About this genetics research news
Source: IST Austria
Contact: Patrick Müller – IST Austria
Image: The image is credited to IST Austria
Original Research: Open access. “Cul3 regulates cytoskeleton protein homeostasis and cell migration during a critical window of brain development” by Jasmin Morandell, Lena A. Schwarz, Bernadette Basilico, Saren Tasciyan, Georgi Dimchev, Armel Nicolas, Christoph Sommer, Caroline Kreuzinger, Christoph P. Dotter, Lisa S. Knaus, Zoe Dobler, Emanuele Cacci, Florian K. M. Schur, Johann G. Danzl & Gaia Novarino. Nature Communications.
Abstract
Cul3 regulates cytoskeleton protein homeostasis and cell migration during a critical window of brain development
De novo loss-of-function mutations in the ubiquitin ligase-encoding gene Cullin3 (CUL3) lead to autism spectrum disorder (ASD). In mice, constitutive Cul3 haploinsufficiency causes motor coordination deficits plus ASD-relevant social and cognitive impairments. Inducing Cul3 haploinsufficiency later in life does not produce these behaviors, indicating an essential role for Cul3 during an early developmental window.

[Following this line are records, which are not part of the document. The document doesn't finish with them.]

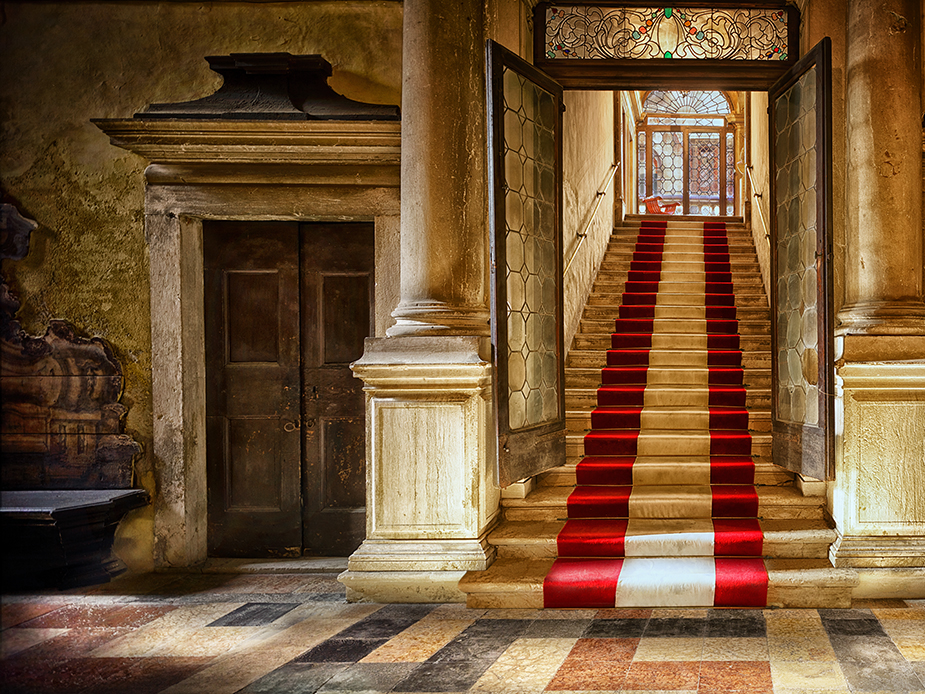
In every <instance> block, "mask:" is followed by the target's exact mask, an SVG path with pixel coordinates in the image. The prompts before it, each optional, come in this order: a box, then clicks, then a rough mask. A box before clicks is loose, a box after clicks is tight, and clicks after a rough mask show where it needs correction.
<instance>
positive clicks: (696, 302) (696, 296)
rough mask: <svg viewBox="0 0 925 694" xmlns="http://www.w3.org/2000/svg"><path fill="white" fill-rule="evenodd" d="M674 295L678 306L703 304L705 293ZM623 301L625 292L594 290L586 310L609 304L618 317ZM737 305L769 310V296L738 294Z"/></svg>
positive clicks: (614, 315) (609, 305)
mask: <svg viewBox="0 0 925 694" xmlns="http://www.w3.org/2000/svg"><path fill="white" fill-rule="evenodd" d="M673 297H674V301H673V302H672V303H674V304H675V305H677V306H683V305H687V304H688V302H689V305H695V306H703V294H693V293H692V294H680V293H679V294H675V295H673ZM622 303H623V292H620V293H615V294H604V293H597V292H592V293H591V295H589V296H588V302H587V304H586V309H585V310H587V307H591V306H594V307H597V306H609V307H610V308H611V309H613V311H614V317H616V314H617V311H618V309H619V307H620V304H622ZM735 305H736V308H738V309H740V310H741V309H745V308H759V309H764V310H765V311H767V310H769V309H768V301H767V297H766V296H765V295H764V293H761V294H744V295H743V294H737V295H736V297H735Z"/></svg>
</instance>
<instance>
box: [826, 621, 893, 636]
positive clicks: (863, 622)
mask: <svg viewBox="0 0 925 694" xmlns="http://www.w3.org/2000/svg"><path fill="white" fill-rule="evenodd" d="M822 626H823V627H825V630H826V632H827V633H828V634H829V636H886V632H884V631H883V627H882V626H881V625H880V621H879V620H877V618H876V617H870V618H867V619H862V618H860V617H856V618H850V619H823V620H822Z"/></svg>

This study shows that Cul3 is required for proper neuronal migration and that constitutive heterozygous mutant mice display abnormalities in cortical lamination. At the molecular level, Cul3 controls neuronal migration by tightly regulating Plastin 3 (Pls3) levels, a previously unrecognized regulator of neural migration.
Pls3 directly influences actin cytoskeleton organization and cell-intrinsic migration speed: higher Pls3 levels correlate with slower migration. The authors also demonstrate that transcriptional activation of the intact allele can rescue cellular phenotypes in vitro, offering a potential therapeutic proof of concept for ASDs linked to gene haploinsufficiency.